One is an independent contractor if the facts of the case indicate a person or group controls the physical details of the work independently of another person or group. Murrell v. Goertz, 597 P.2d 1223, 1225 (Okla. 1979); Dodd v. Rush, 406 P.2d 261 (Okla. 1965). If the evidence concerning “the status of a party defendant [as an independent contractor] is reasonably susceptible of but a single inference, the question is one purely to be decided by the court.” Id. at 1225.
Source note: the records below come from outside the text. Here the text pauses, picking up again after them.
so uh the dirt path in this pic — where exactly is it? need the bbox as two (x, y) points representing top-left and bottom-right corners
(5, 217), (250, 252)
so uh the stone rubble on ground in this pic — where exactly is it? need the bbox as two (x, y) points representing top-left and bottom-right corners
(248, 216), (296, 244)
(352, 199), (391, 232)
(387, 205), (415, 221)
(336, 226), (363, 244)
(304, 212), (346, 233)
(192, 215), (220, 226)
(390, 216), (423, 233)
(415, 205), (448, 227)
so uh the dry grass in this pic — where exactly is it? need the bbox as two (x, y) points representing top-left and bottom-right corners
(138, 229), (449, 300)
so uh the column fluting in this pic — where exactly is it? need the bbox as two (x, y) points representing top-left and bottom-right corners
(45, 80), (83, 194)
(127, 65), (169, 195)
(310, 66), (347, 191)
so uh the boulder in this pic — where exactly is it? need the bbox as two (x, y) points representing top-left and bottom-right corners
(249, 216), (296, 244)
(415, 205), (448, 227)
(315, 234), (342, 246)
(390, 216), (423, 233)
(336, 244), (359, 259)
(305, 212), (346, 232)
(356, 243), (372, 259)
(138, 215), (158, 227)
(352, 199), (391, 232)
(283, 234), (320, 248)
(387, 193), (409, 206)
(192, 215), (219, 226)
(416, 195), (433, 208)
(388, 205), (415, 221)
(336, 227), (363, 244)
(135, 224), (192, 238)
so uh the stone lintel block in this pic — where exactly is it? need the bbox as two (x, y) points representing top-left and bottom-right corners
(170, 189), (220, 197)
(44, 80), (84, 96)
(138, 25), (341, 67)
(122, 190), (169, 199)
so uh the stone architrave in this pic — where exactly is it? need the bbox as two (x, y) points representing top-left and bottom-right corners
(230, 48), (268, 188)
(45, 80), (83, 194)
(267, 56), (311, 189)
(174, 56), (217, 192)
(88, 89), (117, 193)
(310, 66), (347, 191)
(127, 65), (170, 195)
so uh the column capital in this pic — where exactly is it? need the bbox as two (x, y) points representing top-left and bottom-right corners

Although the right to control the physical details of the work is the decisive test, other factors have been enumerated by the Court in determining whether the person is an employee, servant, agent or independent contractor. Other factors include whether the nature of the contract between the parties is oral or written; whether or not the employee is engaged in a distinct occupation or business and whether he carries on such occupations or business for others; whether the employer or the workman supplies the instrumentalities, tools and the place or work for the person doing the work; the length of time for which the person is employed; whether the method of payment is by month or by the job; whether or not the work is part of the regular business of the employer; whether or not the parties believe they are creating a relationship of master and servant; and whether the parties have the right to terminate the relationship without liability. See Hartings v. Benham Engineering Co., 519 P.2d 932 (Okla. App. 1974); Morain v. Lollis, 371 P.2d 473 (Okla. 1962); Mistletoe Express Service v. Culp, 353 P.2d 9 (Okla. 1959).
The question of whether one is an independent contractor or employee must be determined by the facts peculiar to each case. See Fuller White Chevrolet Co. v. Graham, 355 P.2d 557 (Okla. 1960); Cities Service Oil Co. v. Powers, 119 P.2d 81 (Okla. 1941); Barnsdall Refining Co. v. State Industrial Commission, 21 P.2d 749 (Okla. 1933).